Now, the Las Vegas Sun reports, “Private information about accident victims treated at University Medical Center has apparently been leaking for months, the Sun has learned, allegedly so ambulance-chasing attorneys could mine for clients.”
Sources say someone at UMC is selling a compilation of the hospital’s daily registration forms for accident patients. This is confidential information — including names, birth dates, Social Security numbers and injuries — that could also be used for identity theft.
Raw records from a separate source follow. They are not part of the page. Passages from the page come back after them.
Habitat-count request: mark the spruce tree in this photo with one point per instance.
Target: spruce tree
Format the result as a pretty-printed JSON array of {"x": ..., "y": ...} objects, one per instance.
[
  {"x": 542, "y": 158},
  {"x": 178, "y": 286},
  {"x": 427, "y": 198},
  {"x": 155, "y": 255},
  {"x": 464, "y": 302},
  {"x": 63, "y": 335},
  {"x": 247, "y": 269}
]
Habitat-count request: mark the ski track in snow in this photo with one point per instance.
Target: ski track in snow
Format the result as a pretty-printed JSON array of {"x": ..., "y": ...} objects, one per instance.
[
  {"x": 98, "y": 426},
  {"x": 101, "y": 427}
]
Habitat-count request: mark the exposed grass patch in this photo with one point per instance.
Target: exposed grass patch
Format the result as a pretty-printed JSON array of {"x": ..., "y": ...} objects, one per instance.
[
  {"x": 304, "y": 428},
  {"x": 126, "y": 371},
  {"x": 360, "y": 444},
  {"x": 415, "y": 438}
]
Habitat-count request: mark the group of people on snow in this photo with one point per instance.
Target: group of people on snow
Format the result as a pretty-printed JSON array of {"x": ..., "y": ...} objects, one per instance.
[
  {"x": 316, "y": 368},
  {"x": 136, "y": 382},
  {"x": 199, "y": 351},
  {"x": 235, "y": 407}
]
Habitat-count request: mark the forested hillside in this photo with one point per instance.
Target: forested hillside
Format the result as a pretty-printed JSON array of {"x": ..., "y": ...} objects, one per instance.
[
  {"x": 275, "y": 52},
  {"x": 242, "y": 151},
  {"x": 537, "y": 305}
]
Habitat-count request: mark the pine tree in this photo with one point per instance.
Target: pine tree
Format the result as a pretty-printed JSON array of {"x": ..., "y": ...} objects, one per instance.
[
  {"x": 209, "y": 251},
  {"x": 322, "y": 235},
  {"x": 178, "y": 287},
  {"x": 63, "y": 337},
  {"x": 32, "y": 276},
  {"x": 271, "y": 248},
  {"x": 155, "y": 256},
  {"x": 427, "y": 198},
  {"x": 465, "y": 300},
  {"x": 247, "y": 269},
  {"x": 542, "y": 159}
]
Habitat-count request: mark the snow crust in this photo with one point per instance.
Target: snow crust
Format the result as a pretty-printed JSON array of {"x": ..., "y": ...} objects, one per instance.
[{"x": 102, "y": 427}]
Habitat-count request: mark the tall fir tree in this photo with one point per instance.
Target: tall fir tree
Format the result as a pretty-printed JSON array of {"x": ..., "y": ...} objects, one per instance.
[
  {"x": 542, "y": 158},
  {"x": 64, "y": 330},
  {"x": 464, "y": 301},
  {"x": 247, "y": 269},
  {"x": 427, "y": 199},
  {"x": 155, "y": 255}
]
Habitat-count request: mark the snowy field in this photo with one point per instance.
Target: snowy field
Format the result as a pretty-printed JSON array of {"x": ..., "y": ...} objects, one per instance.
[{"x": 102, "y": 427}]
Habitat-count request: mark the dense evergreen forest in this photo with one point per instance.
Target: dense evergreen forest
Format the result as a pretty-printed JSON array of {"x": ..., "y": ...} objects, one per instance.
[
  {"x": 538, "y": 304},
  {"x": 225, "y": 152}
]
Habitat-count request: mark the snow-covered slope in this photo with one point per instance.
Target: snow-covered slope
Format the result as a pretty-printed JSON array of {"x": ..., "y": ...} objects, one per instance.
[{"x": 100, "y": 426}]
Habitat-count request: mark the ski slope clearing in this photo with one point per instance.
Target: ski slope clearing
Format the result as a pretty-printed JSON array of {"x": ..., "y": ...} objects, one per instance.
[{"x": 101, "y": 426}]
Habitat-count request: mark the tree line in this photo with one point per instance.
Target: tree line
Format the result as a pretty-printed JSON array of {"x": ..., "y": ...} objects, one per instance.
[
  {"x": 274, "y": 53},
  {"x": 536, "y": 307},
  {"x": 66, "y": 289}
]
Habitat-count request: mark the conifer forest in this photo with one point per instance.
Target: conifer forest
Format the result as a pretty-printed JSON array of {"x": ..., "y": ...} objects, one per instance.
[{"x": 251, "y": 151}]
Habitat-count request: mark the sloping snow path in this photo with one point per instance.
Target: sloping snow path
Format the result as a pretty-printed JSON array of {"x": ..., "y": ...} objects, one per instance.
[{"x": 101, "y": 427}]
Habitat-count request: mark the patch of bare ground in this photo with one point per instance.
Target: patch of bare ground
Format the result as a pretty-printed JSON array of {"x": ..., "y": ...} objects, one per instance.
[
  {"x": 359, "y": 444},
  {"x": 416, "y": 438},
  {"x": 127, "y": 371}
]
Hospital officials knew of rumors of the leaks since the summer, but doubted them until provided evidence Thursday by the Sun. Now they’re scrambling to catch up to a crisis that may affect hundreds, if not thousands, of patients.
Selling — or even giving away — such information would violate federal patient-privacy laws and could result in fines and prison time. […]
UMC is the area’s only level one trauma center, so it draws the majority of Clark County’s seriously injured traffic accident victims. Learning the names of and personal information about these patients would be a boon for personal injury attorneys on the prowl for clients who could win payouts from insurance companies. […]
It is not known how many patient records have been printed from hospital computers and distributed to outsiders. But the source told the Sun it’s believed to have been going on for months.
Other information contained in the documents includes each patient’s address, employer, insurance information and details of the accident and injuries. […]
The source who provided the face sheets to the Sun is several degrees removed from the leak at UMC and did not know exactly where the documents came from. Many people knew about the leak and had tried to tell the hospital’s administrators, the source said, but no one had taken any action.
There have been previous reports of hospital workers violating the privacy of individuals, but mainly they’ve concerned celebrities’ private information. One case might be similar: In May, Johns Hopkins Hospital in Baltimore warned “more than 10,000 patients about a data theft after linking a woman working in the hospital’s patient registration area to fraud.” UPDATE: The Associated Press reports that Michelle Courtney Johnson, “who worked as a patient services coordinator for Johns Hopkins Medicine has been sentenced to 18 months in prison for stealing patient information.” Johns Hopkins learned that, “from August 2005 to April 2007, Johnson provided a conspirator with names, Social Security numbers and other identifying information of more than 100 current and former patients of Johns Hopkins. That information was used to apply for credit.”
In May, the California Department of Public Health issued a fine for breaches of octuplet mother Nadya Suleman’s medical privacy, the first such fine for a hospital under a patient privacy law passed last year. Last year, a former administrator at UCLA Medical Center charged with allegedly selling celebrity patients’ medical data to the media pleaded guilty. In October 2007, a New Jersey hospital suspended 27 employees for a month without pay for unauthorized accessing of the medical files of George Clooney and his girlfriend, who were being treated after a motorcycle accident. The hospital investigated after medical details were leaked to the media.There have been reports of medical identity theft, as well.